Quote:
Originally Posted by deetermined2
Look how far you've come. 2 1/2 inches off your waist in a month is awesome! You know you can do this.
Yes, the process can get old. Part of being able to stick with it is finding recipes that are on plan that you enjoy. Figure out what treats you can have and make sure those are available.
On the plan I'm on, a limited amount of dark chocolate is allowed, so I make sure to keep some hidden in the back of the fridge (to help quell cravings). The hidden part is so I don't see it every time I open the fridge.
There are a couple of plans that actually have treat meals every so often, and state that the change is good for your metabolism. However, there are others that say it takes several days to recover from a meal off plan. ( If you are low carb, a cheat meal is suppose to have a negative impact.)
You have gotten great advice from everyone! I wanted to bold this statement in particular, because it is SO me! I've been posting this a lot lately, because I think it is just such a revelation for me.
I was going along on my plan hunky dory, no problem, why didn't I do this before, weight loss is not so hard, I'm satisfied with the delicious healthy foods I've been eating, etc, etc, etc. Then Thanksgiving, and I'm telling you, I didn't even go that far off (nowhere near what I might have had before), but the next day I was quite cravy. It took a good couple days back on plan perfectly before I started to feel like, okay, yeah, this is doable, just like I thought. Well, to make sure I had tested the theory thoroughly (

), I indulged in a piece of my daughter's bday cake at her sleepover party. The next day, all tired from the lack of sleep, in veg mode, and "hung over" from the cake, I was climbing the WALLS wanting to just devour everything in the kitchen. It was a whole day of "I want it" "Well you're not going to HAVE it" "But maybe just this one day to pig out" "But one day has ALWAYS turned into 2 for you" "NO, I promise it won't this time" blah blah blah blah blah.
I woke up the next day fiercely determined to get back to it, knowing what I already learned from Thanksgiving. That if I struggle through it, I'll be back to my new "normal" soon. I ate perfectly on Monday (my crazy day was this Sunday), Tuesday was easier, and now here on Wednesday I don't feel any motivation to stray at all.

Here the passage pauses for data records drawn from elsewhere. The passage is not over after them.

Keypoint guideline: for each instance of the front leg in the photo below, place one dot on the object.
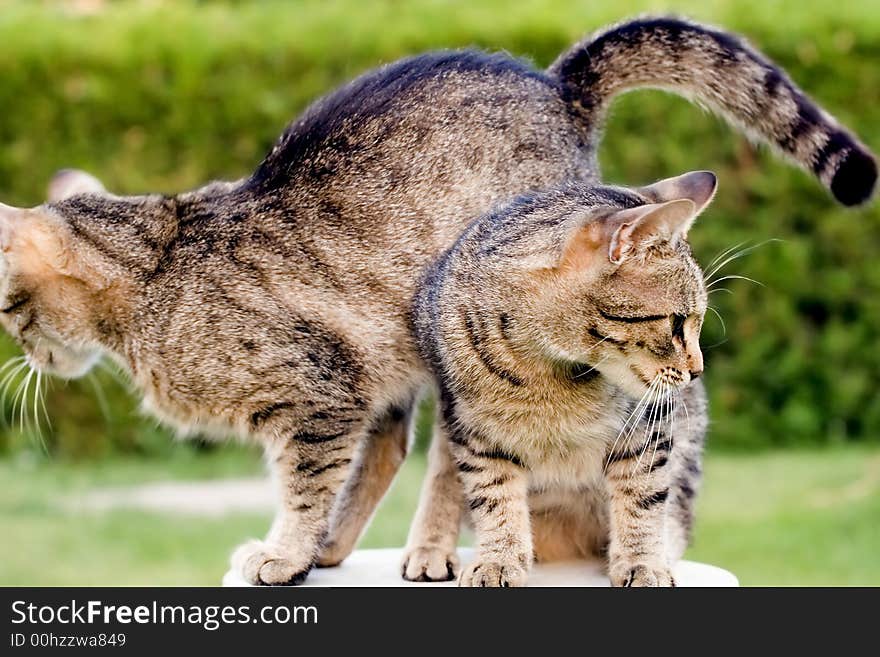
(309, 469)
(637, 478)
(495, 486)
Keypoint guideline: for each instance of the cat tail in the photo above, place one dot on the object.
(721, 71)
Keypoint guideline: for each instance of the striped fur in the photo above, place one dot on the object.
(554, 464)
(724, 73)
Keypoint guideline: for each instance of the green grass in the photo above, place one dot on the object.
(795, 518)
(165, 95)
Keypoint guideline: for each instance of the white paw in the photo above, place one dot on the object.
(494, 573)
(429, 564)
(263, 564)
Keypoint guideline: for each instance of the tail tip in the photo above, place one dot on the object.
(855, 178)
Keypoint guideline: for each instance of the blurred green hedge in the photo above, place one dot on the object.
(163, 96)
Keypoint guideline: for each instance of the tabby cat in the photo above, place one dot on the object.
(563, 329)
(277, 307)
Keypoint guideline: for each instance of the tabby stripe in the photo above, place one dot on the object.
(658, 463)
(467, 467)
(495, 454)
(329, 466)
(486, 358)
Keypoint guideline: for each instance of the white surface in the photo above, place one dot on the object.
(381, 568)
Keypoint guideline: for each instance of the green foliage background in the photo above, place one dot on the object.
(163, 96)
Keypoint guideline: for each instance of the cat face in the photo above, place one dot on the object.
(48, 294)
(634, 296)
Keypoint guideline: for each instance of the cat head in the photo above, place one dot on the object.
(625, 295)
(51, 286)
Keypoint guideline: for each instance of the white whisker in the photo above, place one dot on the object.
(733, 277)
(633, 414)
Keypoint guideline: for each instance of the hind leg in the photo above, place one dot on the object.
(380, 458)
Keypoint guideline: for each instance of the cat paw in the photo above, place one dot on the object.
(263, 564)
(627, 574)
(493, 573)
(429, 564)
(332, 554)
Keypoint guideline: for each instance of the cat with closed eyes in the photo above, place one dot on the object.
(277, 307)
(563, 331)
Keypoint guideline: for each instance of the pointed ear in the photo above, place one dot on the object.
(70, 182)
(696, 186)
(648, 223)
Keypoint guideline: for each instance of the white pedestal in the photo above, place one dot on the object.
(381, 568)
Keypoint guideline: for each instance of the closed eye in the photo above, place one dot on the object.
(632, 319)
(16, 304)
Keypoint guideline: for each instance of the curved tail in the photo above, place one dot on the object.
(722, 72)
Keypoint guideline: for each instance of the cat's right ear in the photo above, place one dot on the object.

I wanted to add that I do not eat low carb, but I am learning what foods set me off. Apparently rich, buttery, and super sugary things are on the list. There is no way in heck I could get down to goal feeling the way I did on Sunday, my will power only goes so far. But now even if I want a splurge, I simply know that it's going to be a good couple days to get back under control, and I can decide from there if it's worth it.
Sorry to anyone whose already read this from me recently, but I really believe this knowledge is going to be the difference for me this time.